Der moralische Zeuge des Holocaust ist demgegenüber den Toten, sich selbst und einer zunächst unwissenden, häufig auch ungewissen Öffentlichkeit verpflichtet. Nach Margalit hat er das von einem ethisch Bösen verursachte Leid selbst erfahren und zielt mit seinem Zeugnis auf die Überwindung dieses Bösen in der Welt. Das unterscheidet ihn auch vom juristischen Zeugen, der vor Gericht möglichst unvoreingenommen zu sein hat, wie vom historischen Zeugen, der an der zu überbringenden Botschaft unbeteiligt erscheint
Für eine ethische Betrachtung der Zeugenschaft des Holocaust folgt daraus, dass die Nachgeborenen nicht an die Stelle der moralischen Zeugen treten können, da sie das Leid nicht selbst erfahren haben. Vielmehr kommt es auf eine bewusste Wahrnehmung der generationellen Differenz an, die die Nachgeborenen als sekundäre Zeugen zu Grenzgängern einer Erfahrung macht, der sie sich qua Einfühlungsvermögen und Vorstellungskraft nur annähern können. Der Mitbegründer des Fortunoff Video Archive For Holocaust Testimonies, Geoffrey Hartman, hat dafür den Begriff des intellektuellen Zeugen geprägt
Die Übernahme von generationeller Verantwortung ist gerade im Kontext der deutschen Tätergesellschaft mit einer enormen moralischen Hypothek verbunden, die eines differenzierten historischen Zugangs bedarf. Aus entwicklungspsychologischer und pädagogischer Perspektive ist für ein zukünftiges Erinnern die Gegenwart des generationellen Zugangs zu betonen, eigene Leid- oder Ausschlusserfahrungen zu thematisieren, um im Vergleich die in der Regel enorme historische Differenz auszuloten. Ein sachbezogener, auf die Vermittlung von historischem Wissen angelegter Unterricht, der die erinnnerungskulturelle Stellung der Zeitzeugen berücksichtigt, kann besonders im schulischen Kontext den thematischen Zugang vereinfachen
Audiovisuelle Zeugnisse der Überlebenden
Damit werden die audiovisuellen oder schriftlichen Zeugnisse der Überlebenden zu historischen Quellen, die es in ihrer emotionalen und affektiven Dimension zu verstehen, aber auch als mediale Kunstprodukte zu re- und dekonstruieren gilt.
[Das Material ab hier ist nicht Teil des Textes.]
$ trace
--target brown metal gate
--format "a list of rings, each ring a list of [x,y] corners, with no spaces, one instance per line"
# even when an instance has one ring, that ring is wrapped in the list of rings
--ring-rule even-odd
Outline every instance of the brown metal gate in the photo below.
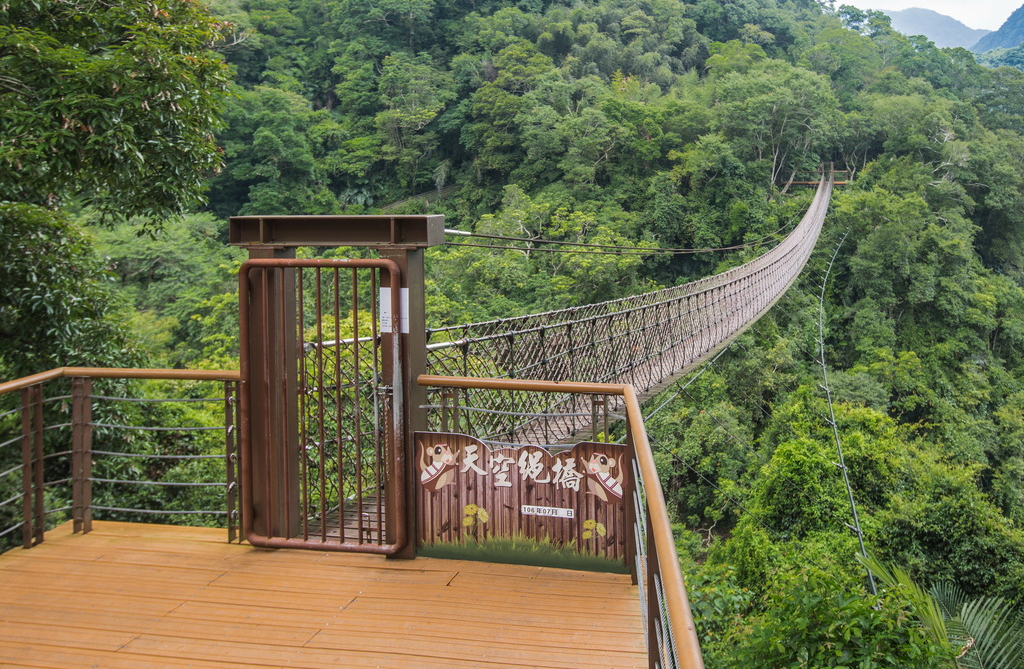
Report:
[[[253,545],[405,546],[400,285],[386,259],[242,265],[242,519]]]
Entsprechende geschichtsdidaktische Konzepte zur Förderung historischer Kompetenz und zur Analyse von Zeitzeugendarstellungen im Dokumentar- und Spielfilm haben etwa Bodo von Borries und Waltraud Schreiber entwickelt
Die medialen Artefakte transformieren durch ihre spezifische Form zwar den Gehalt des Ausgesagten, bringen dabei aber eigenständige Qualitäten hervor
Zeitzeugen in Filmen und Dokumentationen
Die zunehmende Verwendung von Zeitzeugenaufnahmen in dokumentarischen und fiktionalen Filmen macht es notwendig, ein historisches, kulturwissenschaftliches und medienpädagogisches Verständnis dieser Artefakte zu erwerben. So werden die entsprechenden Szenen mit Zeitzeugen meist zur Authentifizierung der jeweiligen filmischen Erzählung verwendet, das heißt, sie dienen dem Eindruck, eine Atmosphäre des Dabeigewesenseins und der Unmittelbarkeit zu erzeugen. Als Beispiel aus dem Bereich des fiktionalen Films kann hierfür "Der Untergang" von Oliver Hirschbiegel angeführt werden, in dem die Filmhandlung durch eine Videosequenz mit Hitlers ehemaliger Sekretärin Traudl Junge gerahmt wird
Jüngere Untersuchungen zur Verwendung von Zeitzeugendarstellungen in deutschen TV-Dokumentationen, etwa den ZDF-Produktionen unter der Leitung von Guido Knopp, belegen eine Ausweitung von Opfernarrativen auf tendenziell alle Zeitgenossen des Zweiten Weltkriegs
In einer zukünftigen Erinnerung erscheint es sinnvoll, den Zweiten Weltkrieg und den Holocaust durch die widerstreitenden, ethnisch und national diversifizierten Gedächtnisse hindurch zu erinnern. Diese haben mit den zahlreichen, auch regional in Archiven niedergelegten Zeugenschaftsberichten ein menschliches Gesicht bekommen. Deren Nutzung und Aktivierung ist unvermeidlich vom generationellen Interesse der Nachgeborenen und einer interessierten Pädagogik abhängig. Vielleicht kann die den Zeugenschaftsberichten inhärente Verpflichtung, gesehenes Unrecht gegenüber der Öffentlichkeit zu berichten, einen Anstoß liefern, diese Tradition zu beleben. Damit wäre der geschichtlichen Erinnerung wie den gegenwärtigen Verhältnissen gleichermaßen gedient.